ANC, antenatal care; ASB, asymptomatic bacteriuria; ATCC, American Type Culture Collection; CFU, colony-forming unit; MDR, multidrug-resistance; HIV, human immunodeficiency virus; SPHMMC, Saint Paul’s Hospital Millennium Medical College; UTI, urinary tract infection.

Data Sharing Statement

All relevant data generated and analyzed are available within the paper.

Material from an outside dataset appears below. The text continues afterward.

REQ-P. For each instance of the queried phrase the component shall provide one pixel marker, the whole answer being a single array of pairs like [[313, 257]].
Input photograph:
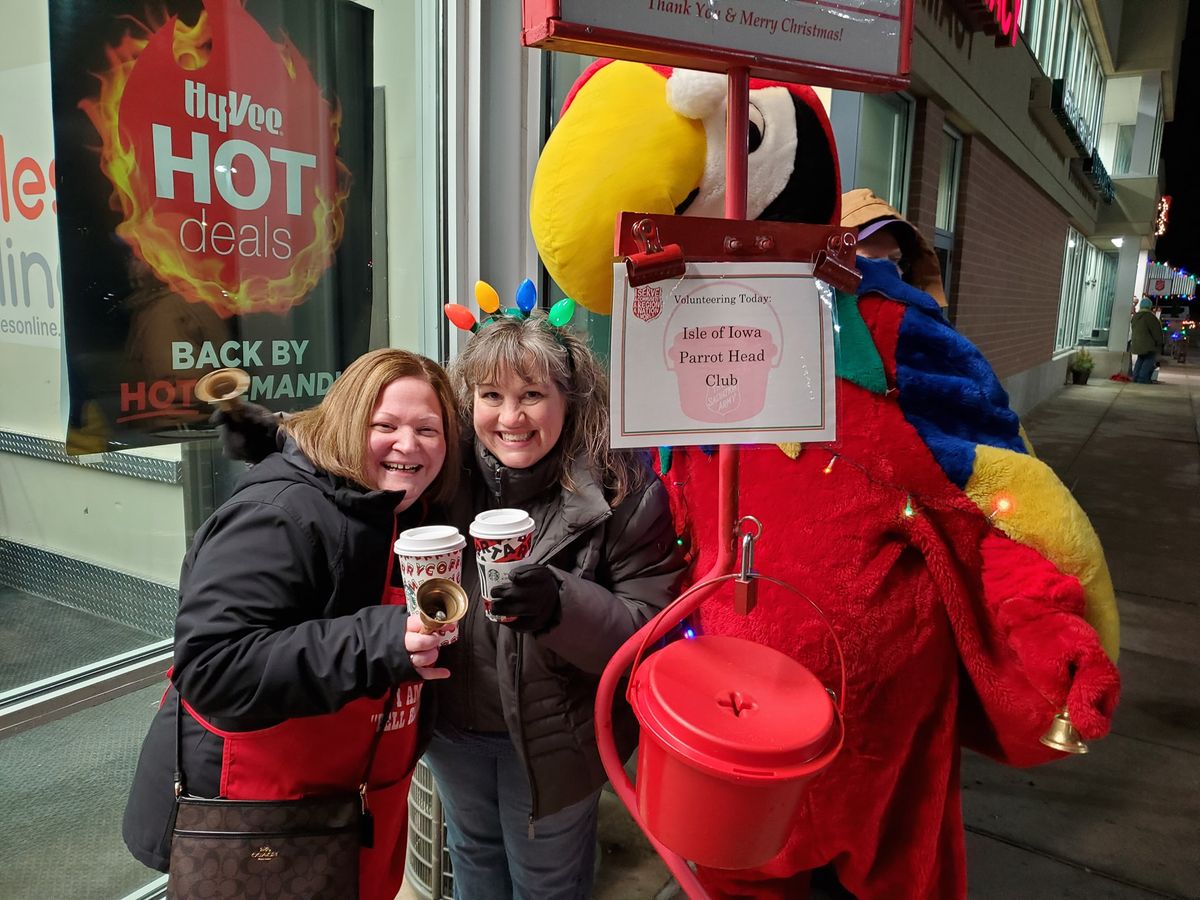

Ethical Approval and Consent to Participate

The study was approved by the Institutional Review Board of Hawassa University, College of Medicine and Health Sciences (Ref No IRB/205/11) and Saint Paul’s Hospital Millennium Medical College (Ref No pm23/368). An official permission letter was obtained from the Saint Paul’s Hospital Millennium Medical College administration office. Participants enrolled in the study were informed about the study objectives, expected outcomes, benefits, and risks associated with it. Written informed consent was taken from all participants before the interview. The study was conducted in accordance with the Declaration of Helsinki.

Author Contributions

All authors made a significant contribution to the work reported, whether that is in the conception, study design, execution, acquisition of data, analysis and interpretation, or in all these areas; took part in drafting, revising or critically reviewing the article; gave final approval of the version to be published; have agreed on the journal to which the article has been submitted; and agree to be accountable for all aspects of the work.

Disclosure

The authors declare no competing interests.